Тридцать всадников-степняков поили своих коней из обмелевшего озера. А тридцать первым был среди них мальчик от роду всего семи лет. Степняки к нему обращались почтительно: маленький князь. Был этот мальчик сыном их предводителя. В седле он сидел уверенно, на взрослых смотрел дерзко, а на пожилого своего наставника, который следовал за мальчиком по пятам, и с раздражением порою смотрел. На подбородке и на левом плече были у мальчика шрамы — слишком отчаянно он учился владеть саблею и ножом. Но поход этот был у мальчика первым. Семь дней перехода по безводной степи немало его утомили. И поэтому, когда в белом, выцветшем небе он увидел не то мираж, не то полупрозрачное облако, так похожее на огромного воина, обвешенного семью мечами, и увидел, как воин этот своими мечами играет, — не поверил мальчик глазам, он решил, что это ему от усталости примерещилось, и поспешно зажмурился. А когда он снова глаза открыл, Симаргла в небе над ним уже не было. Выдохнул мальчик, ловко спрыгнул с коня и повлек его к светлой озерной воде — хорошо напоить перед оставшимся, последним, самым трудным переходом.

 

 

Всего три лета прошло, а до чего же состарился Родовит. Русые его волосы стали седыми. Лицо изрубили морщины. А княжеский посох, прежде — только знак его власти — теперь еще был ему и опорой.

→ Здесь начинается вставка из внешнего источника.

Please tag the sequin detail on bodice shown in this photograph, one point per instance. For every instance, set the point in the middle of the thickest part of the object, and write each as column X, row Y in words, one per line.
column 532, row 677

Тяжело опирался на посох свой Родовит и вел за собою людей, от княжеского дома их вел на капище, к идолам Перуна и Мокоши. Три лета почти ничего не родила земля. Три лета от бескормицы падал скот. Выживали люди охотой, выживали рыбой в реке. Но когда в последнее это лето пересохла и Сныпять, отчаялся Родовит. Не в первый раз вел он своих людей на поклон к верховным богам. Но в первый раз вел и не знал, слышат ли боги их мольбы, их стоны, их заклинания. Или и вправду Перун стал до того уже на ухо туг, что сколько с земли ни кричи, а до неба не докричишься?

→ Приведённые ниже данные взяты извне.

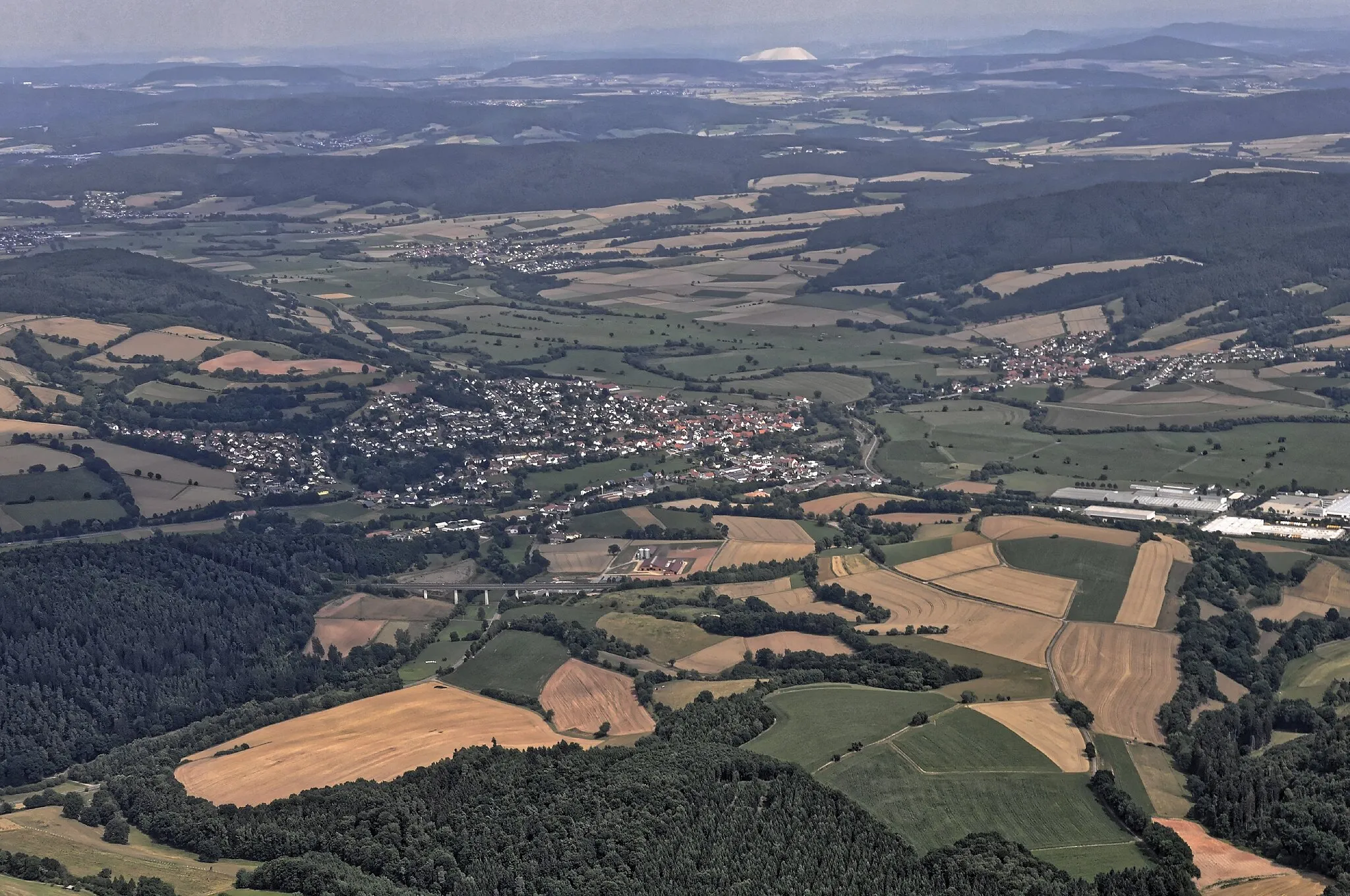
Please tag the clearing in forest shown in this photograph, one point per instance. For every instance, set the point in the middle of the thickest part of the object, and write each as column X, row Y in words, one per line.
column 583, row 695
column 729, row 652
column 1014, row 634
column 377, row 739
column 951, row 565
column 1123, row 674
column 1045, row 728
column 1148, row 586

А люди сегодня надеялись больше прежнего: они вели богам небывало тучную жертву, они вели на заклание быка. Вели и надеялись: если и не услышит Перун голосов, то сладостный дым различит непременно. И на коленях стояли, и руки к идолам деревянным тянули, — пока кузнец Сила резал быку яремную вену, — с особенной страстью. Знали люди: любит Перун их страх, хочет видеть их трепет.

А Лада тем временем вынула из принесенной бадьи горсть черной грязи. И обмазала грязью сначала лицо, потом шею. Вынула новую горсть и обмазала ею грудь. И живот, и спину, и ноги, пока не стала от грязи вся черной, и тогда по земле покатилась, будто сама землей сделалась. А Родовит, будто был он уже не князь у людей, а повелитель на небе, стал вокруг Лады ходить и посохом землю вокруг нее протыкать — не посохом будто — будто молниями живыми. И люди упали на землю от страха и благоговения, и спрятали лица в траву, и головы накрыли руками.

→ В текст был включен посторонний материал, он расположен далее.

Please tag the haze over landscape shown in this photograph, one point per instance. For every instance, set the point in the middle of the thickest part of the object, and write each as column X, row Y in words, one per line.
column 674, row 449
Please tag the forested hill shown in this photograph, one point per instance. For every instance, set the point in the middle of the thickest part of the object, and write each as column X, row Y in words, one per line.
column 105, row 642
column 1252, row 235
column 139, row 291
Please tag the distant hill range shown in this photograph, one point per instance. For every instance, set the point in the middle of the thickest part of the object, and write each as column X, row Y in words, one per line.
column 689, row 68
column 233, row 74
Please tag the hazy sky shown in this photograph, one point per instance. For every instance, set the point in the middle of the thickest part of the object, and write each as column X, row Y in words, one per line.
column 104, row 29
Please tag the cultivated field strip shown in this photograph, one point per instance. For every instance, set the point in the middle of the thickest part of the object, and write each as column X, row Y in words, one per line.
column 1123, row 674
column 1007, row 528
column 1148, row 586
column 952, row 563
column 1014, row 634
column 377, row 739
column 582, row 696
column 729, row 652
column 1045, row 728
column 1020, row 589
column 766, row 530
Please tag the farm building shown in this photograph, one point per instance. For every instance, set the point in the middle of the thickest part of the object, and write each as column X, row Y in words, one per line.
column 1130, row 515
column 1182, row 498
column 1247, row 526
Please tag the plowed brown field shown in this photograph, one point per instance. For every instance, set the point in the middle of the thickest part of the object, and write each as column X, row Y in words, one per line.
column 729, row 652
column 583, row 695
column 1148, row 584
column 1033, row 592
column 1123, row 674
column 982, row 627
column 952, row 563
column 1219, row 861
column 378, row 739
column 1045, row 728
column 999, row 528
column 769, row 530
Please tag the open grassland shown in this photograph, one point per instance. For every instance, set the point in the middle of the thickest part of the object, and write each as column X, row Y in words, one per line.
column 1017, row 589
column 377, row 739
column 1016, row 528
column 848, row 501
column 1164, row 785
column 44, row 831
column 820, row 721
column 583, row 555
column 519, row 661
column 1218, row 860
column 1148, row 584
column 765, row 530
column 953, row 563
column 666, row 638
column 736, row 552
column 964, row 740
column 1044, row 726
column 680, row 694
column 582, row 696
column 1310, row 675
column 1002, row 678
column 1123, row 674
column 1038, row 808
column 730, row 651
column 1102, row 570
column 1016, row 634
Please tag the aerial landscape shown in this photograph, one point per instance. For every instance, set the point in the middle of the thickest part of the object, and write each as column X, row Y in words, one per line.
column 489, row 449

И Ягодка тоже, как все, полежала немного, а потом поднялась и решила княгиню Лиску проведать. Высокий курган, в котором лежала княгиня, был близко от капища. И пока не видел никто, пока все на земле лежали, девочка побежала к нему. Спряталась за покатым его холмом и щекой к кургану прижалась:

— Мама, мамочка, — зашептала. — Я вот думаю всё: а кто же из нас двоих будет княжить? Ведь змеёныш… ой, я хотела сказать, мой братец, Жар… Мне очень жаль, мамочка, но он же не совсем человек.

И вдруг кто-то хмыкнул у нее за спиной. Испугалась Ягодка, оглянулась, а там уже Жар стоял. И в его желто-зеленых глазах такая непроглядность была, как если в болото смотришь.

— Не совсем человек, — так сказал. — Не совсем, да. Чуточку зверь! — и вокруг его пасти вдруг струйка огня показалась.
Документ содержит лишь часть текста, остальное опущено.